Я опять к Завариной, а она мне на полном серьезе: «Так вы про знакомых спрашивали, а он какой же знакомый? Он сантехник».

— Наша недоработка, — щадя самолюбие Корнеича, сказал Вадим. — Иначе вопросы надо было ставить.

Но Корнеич не принял поблажки:

— Сам знаю. До удивления просто, а прошляпил. Короче говоря, месяц с лишним тому назад, до Майских праздников, точнее не помнит, к Вознесенским пришел сантехник, под плащом халат, чемодан потертый с должным снаряжением. Старика, заметь, дома не было. Проверял краны, в одном сменил прокладку. Попутно пощелкал выключателями, сказал, что скоро придут проводку по дому проверять. Заварина сама спросила, не может ли он сразу и проводку. Он сказал, что смочь-то сможет, но очень занят. Она пообещала пол-литра. Провела по коридорам, по комнатам. В комнате у старухи он задержался с одним выключателем, не велел пользоваться, объяснил, что с собой нет, но в следующий раз будет рядом, зайдет и сменит.

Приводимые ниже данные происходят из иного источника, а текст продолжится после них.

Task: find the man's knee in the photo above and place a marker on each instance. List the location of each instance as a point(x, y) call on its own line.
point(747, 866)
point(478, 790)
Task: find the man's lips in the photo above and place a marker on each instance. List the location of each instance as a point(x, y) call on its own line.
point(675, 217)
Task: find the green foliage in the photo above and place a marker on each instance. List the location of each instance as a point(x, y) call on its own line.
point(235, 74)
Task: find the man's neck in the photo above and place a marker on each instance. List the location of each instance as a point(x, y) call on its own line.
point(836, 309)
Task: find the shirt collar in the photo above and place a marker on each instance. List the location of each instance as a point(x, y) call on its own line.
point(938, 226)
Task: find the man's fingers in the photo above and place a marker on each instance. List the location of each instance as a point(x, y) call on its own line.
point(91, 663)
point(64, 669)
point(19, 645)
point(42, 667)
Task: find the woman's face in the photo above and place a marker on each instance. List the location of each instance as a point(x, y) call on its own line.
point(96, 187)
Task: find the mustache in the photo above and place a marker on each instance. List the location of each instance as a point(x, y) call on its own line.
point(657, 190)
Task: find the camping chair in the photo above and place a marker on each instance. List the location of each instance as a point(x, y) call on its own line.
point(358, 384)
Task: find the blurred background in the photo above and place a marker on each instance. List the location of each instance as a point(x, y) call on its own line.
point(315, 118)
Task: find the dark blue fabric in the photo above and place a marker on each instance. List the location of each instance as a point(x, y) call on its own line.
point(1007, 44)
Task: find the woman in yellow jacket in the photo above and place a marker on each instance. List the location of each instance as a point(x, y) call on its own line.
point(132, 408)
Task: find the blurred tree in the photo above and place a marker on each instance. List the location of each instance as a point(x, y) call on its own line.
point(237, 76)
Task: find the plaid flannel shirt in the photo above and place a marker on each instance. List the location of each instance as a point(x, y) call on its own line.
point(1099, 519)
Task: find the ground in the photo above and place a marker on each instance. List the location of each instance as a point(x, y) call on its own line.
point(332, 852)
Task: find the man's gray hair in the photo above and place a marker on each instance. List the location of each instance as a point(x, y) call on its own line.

В следующий раз пришел. Старика опять не было. С выключателем долго возился, посылал ее за молотком, сказал, молоток забыл.

— Выключатель на шурупах. А по отношению к старухиному креслу где выключатель?

— За спиной. У постели, аккуратно за спиной. Весь киот просматривается. Когда уходил, дал Завариной расписаться в книге, книга обтрепанная, много всяких граф.

— В коммунхозе?

— Мог бы и не спрашивать. Был. Никакого сантехника к Вознесенским не посылали. Кто ходит по домам, видел, старенькие, страшненькие. К Вознесенским приходил молодой, видный, по словам Завариной, обходительный и — ни в одном глазу, а с этими рядом постоишь — на огурец потягивает. Соседи утверждали, что перманент сделан после сантехника.

— Не исключаю, не исключаю, — в раздумье повторял Вадим. — И все-таки она не врет. Если навела, то по глупости и сама того не ведает. Портретик наш показывал?